El Mártir caminó sereno hacia el cadalso. Ya había trasladado la totalidad
de su ser fuera de este mundo; estaban por ejecutar a un muerto.
La razón de la pena impuesta por un gentío deforme y maloliente, no viene
al caso, porque no pasan de calumnias y mentiras. Pero si vamos al motivo real
que los llevó a tomar la determinación de condenar al Ermitaño, fue justamente
eso: ser capaz de vivir apartado de todos, lejos de sus fantasmales
proyecciones. De alguna extraña manera ellos sentían que los dejaba en
evidencia, de que estaban en falta con ellos mismos, ya que nadie había sido
capaz de acceder a aquellos niveles de sabiduría, a pesar de haber vivido en el
mismo sitio, y durante la misma cantidad de tiempo. Algo en el interior de cada
uno les gritaba que eran unos cobardes, que disfrazaban de holgazanería lo que
en realidad era puro temor. Miedo a saber.
El Condenado podía ver aquello que movía los ánimos en su contra, desde que
comenzó a enseñar a un pequeño grupo de estudiantes.
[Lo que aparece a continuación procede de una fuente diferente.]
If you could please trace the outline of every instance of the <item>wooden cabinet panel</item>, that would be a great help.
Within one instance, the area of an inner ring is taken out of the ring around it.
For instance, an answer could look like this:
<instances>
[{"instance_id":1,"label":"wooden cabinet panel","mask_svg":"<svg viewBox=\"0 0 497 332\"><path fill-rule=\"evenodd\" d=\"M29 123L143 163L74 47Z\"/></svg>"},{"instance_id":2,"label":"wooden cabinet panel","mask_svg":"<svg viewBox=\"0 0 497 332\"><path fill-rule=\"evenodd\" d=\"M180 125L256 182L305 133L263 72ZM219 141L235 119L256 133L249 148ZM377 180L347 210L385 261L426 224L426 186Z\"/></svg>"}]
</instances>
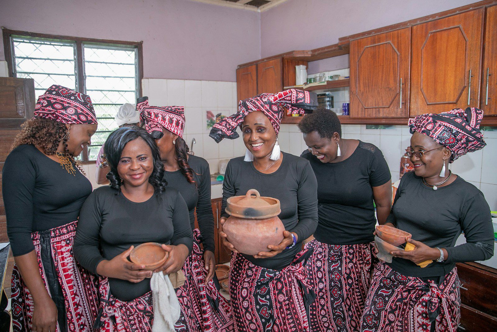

Querían detener la peste.
Una vez expandida, comenzaría la fiebre del saber, y ellos quedarían relegados
a un plano de existencia básico, sin esencia, una especie de animal doméstico
al lado de los despiertos.
Cuando por fin estuvo frente a los falsos acusadores, intervino sus almas
con la estocada de su clara visión, haciéndoles ver que conocía sus temores y
que los comprendía, reduciéndolos a poco menos que una nada, una masa
intrascendente sin la menor gracia. Grabándoles en el pecho con fuego
indeleble, la vergüenza de no poder soportar la presencia de un ser superior
entre ellos, evidencia de una lacerante inferioridad jamás asumida. Porque
aunque se deshicieran del Mago, su magia permanecería, como su imponente mirada
por sobre las cabezas de los verdaderos condenados a la peor flagelación de
todas, la propia.
Entonces el Maestro usó su autoridad superior y sometió a todos los
presentes en aquella plaza donde se disponían a matarlo. Por un instante
arrebató sus almas con el poderoso viento de su voluntad, y los llevó a un
ominoso paseo fuera de este mundo.
En el no tiempo, un segundo puede abarcar vidas enteras. Las proyecciones
en el espacio dejan de tener fin, y uno Es más allá de los límites conocidos.
Allí los arreó como un ganado y los sostuvo como si fueran un solo par de ojos
y un solo par de oídos. Luego les mostró sin piedad, la causa de todos su
miedos.
Les reveló la verdadera estatura de su ser, que a los ojos humanos superaba
los siete metros de alto, y este a su vez los elevó a cada uno de los cielos
personales, a los que había accedido gracias a sus años de esfuerzo para
recuperar la sabiduría propia de un hombre espiritual.
La visión aterró las almas de todos. Para ellos esas abstracciones no eran
más que ornamentos visuales incomprensibles, que por alguna extraña razón les
provocaba además, una nostalgia infinita.
Pasaron de un cielo a otro contemplando el éxtasis de comprensión y
sabiduría del Hierofante, con admiración y respeto, para finalmente desplomarse
sin escalas al infierno de sus vidas, donde no eran más que anónimas sombras representando
el miserable papel que su grey les imponía. Un rol que venían repitiendo hacía
milenios, sin atreverse a detener por un segundo su argumento.
Una vez sueltos de la fuerza del Guerrero, a salvo de nuevo en sus
respectivos cuerpos, y sin recordar nada de lo que habían visto, lo único que
lograron retener fue el indescriptible terror que les causaba la sola presencia
del Loco, al punto que se saltaron las tediosas demoras de la ejecución, y se
entregaron al insano frenesí del
linchamiento.
No hubo sorpresas para el Inmortal, que simplemente se dedicaba a
contemplar el predecible comportamiento humano. Seres que a pesar de haber
recibido la gracia de sus postreras revelaciones, prefirieron volver al tedio
de su reconfortante ignorancia. Este acto, siempre el mismo, fue grabado a
fuego en la sangre del ser humano, para así perpetuar la ceguera sobre la faz de
esta tierra. Esa ceguera es lo único que protege al gregario animal, que erróneamente
llaman hombre, de su individuación final fuera de su especie.